In August of 1987 my agency sent me to England for a three-year tour. The group continued to grow during the time I was away. Mel Dickover had been a charter member of the Prancing Pony, the Society’s branch in Dayton, Ohio, in the mid-’70’s. He moved to Washington a couple of years later, but he didn’t learn about Knossos until the late ’80’s. Mimi Stevens, who knew John Epperson from a choral group that they both belonged to, joined at this time. Ed and Peggy Smith-Rowland knew Paul Hussar because Peggy and Paul took piano lessons together. When Bill and Paul moved out of the house in University Park (Maryland) that they rented, Ed and Peggy moved in. We dubbed this house “the Center of the Knossos Universe”, since more of our meetings were held there than in any other place. Mike Marinelli, who knew Bill Hussar from a church group, joined Knossos during this time. Marcel O’Reilly, who worked with Mary, began coming to Knossos meetings. She was in the group for several years before drifting away. Mary became the group’s secretary in mid-1989. Her boyfriend (later fiance and now husband) Brick Barrientos became a Knossos member at this point.

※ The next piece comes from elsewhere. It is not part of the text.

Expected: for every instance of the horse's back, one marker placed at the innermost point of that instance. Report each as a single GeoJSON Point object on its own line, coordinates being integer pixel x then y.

We had been choosing the books for upcoming meetings by consensus, but with the increasing membership we decided to let each person choose a book in rotation. Usually a member would host the meeting for their pick. Elaine Petermann, who belonged to a choral group with Mimi, joined Knossos, as did Irv Koch, a local fan who had been looking for a club to join. Tony Oliveri left the group around this time. Margaret Carter returned to the Washington area for two more of her husband’s tours, one in the late ’80’s and another in the mid-’90’s, but she only attended a few Knossos meetings. A sister group to Knossos, the Children of the Night, was formed in the late ’80’s to concentrate on horror fiction. Most of its members were also in Knossos. It met irregularly for the next several years.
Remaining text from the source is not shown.